I despise airflow and how cemented it is as data infrastructure. It such a useful and basic concept but a nightmare to manage, and it works like junk. It's taken me 3 separate jobs over 7 years to realize that it's probably not our fault. Everyone seems to struggle with the same things: flaky scheduler that is slow to run tasks, confusing and redundant sounding settings that apply at up to three different levels (environment, job, task). It invites less experienced users to write a sea of spaghetti code in a monolithic DAGs repo. People wind up doing heavy data munging in python operators, which clobbers scalability and reliability. It also can't handle a large number of parallel tasks or frequent runs. It seems to have miserable scalability for the resources given, and bad controls for auto scaling. The UI feels dated and unintuitive. XComs seem useful to everyone but work like crap and actually an anti-pattern.
I've also tried it on Cloud Composer (google managed) and automated upgrades always trashed the cluster. It's not well designed for GKE because it writes logs to files and requires stateful sets. Testing the code is a huge burden due to the vast environment and dependencies needed to make it work locally.
I'm eager to rid my life of it and test out temporal for some of the high concurrency/frequency cases we have.
The idea behind airflow is great. What sucks is people using it to do heavy processing. Maybe with serverless/k8s airflow could fan out the processing to a cluster to allow for flexibility. But then, I guess you end up re-writing spark et-al.
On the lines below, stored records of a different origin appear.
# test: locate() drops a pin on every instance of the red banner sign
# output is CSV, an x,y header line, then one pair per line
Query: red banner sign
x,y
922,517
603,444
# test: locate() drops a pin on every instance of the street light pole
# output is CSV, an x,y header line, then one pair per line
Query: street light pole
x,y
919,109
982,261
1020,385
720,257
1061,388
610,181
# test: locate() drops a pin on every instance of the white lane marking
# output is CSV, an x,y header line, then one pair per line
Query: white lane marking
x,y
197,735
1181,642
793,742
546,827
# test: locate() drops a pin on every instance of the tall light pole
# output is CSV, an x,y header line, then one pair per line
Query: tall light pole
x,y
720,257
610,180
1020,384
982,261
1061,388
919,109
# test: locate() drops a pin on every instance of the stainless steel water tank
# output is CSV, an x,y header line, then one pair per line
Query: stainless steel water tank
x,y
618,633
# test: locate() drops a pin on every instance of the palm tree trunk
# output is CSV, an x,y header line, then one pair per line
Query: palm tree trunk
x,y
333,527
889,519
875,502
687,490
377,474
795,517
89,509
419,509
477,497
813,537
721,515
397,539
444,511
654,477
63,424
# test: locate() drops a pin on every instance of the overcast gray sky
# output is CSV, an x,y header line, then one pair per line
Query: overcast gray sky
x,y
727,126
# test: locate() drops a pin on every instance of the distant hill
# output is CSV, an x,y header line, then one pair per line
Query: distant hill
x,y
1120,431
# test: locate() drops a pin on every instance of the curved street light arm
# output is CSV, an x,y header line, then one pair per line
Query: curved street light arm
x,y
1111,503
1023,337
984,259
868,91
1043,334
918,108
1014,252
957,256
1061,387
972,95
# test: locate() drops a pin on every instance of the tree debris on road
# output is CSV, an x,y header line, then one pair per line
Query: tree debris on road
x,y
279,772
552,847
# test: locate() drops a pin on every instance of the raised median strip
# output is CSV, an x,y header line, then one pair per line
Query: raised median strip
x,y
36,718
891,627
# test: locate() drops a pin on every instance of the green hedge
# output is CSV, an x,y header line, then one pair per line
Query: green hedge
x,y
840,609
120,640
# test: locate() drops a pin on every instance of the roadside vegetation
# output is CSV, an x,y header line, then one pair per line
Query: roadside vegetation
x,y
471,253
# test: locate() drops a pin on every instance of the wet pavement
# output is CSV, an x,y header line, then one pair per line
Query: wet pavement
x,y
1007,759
I have not used celery + rabbitmq but I assume that combo is like sidekiq + redis, or any other job queue + worker system.
Airflow packages those things together and adds some additional features
- UI with Graph, gantt, logs and other views of the workflow
- Users and permissions
- Places to store config
- Mechanisms for passing small data between tasks
- Various "sensors" for triggering workflows
- Various operators that interact with common data-oriented systems (bigquery, snowflake, s3, you name it). These are basically libraries that expose a config-forward API.
Probably the main selling point is the pre-made operators, but in short it is a complete solution with bells and whistles that aligns itself with the data ecosystem.
An analogy is "can you tell what problems Django solves that can't be handled by wsgi and psycopg?" Nothing fundamentally different, but life is a whole lot easier with Django. Honestly if you're doing data engineering and you haven't spent time with a good DAG runner, you're doing yourself a real disservice.
My sibling comment did a good job explaining, but the UI + configurable storage + configurable triggers all out of the box make life a lot easier.
Django is easier when you want to do things only the "Django" way.
However once you need something done differently it quickly shows its truly rigid and brittle self, and you'll find yourself fighting a great and challenging battle.
Expressing the problem you are trying to solve as a DAG is idiomatic in Airflow, but expressing your problem in terms of queue processing is idiomatic in Celery.
a b c d vs. a (bc) d
They make different design decisions about what to surface via UX and what to make easy as a consequence of thinking of the problems in terms of different data structures.
I've also tried it on Cloud Composer (google managed) and automated upgrades always trashed the cluster. It's not well designed for GKE because it writes logs to files and requires stateful sets. Testing the code is a huge burden due to the vast environment and dependencies needed to make it work locally.
I'm eager to rid my life of it and test out temporal for some of the high concurrency/frequency cases we have.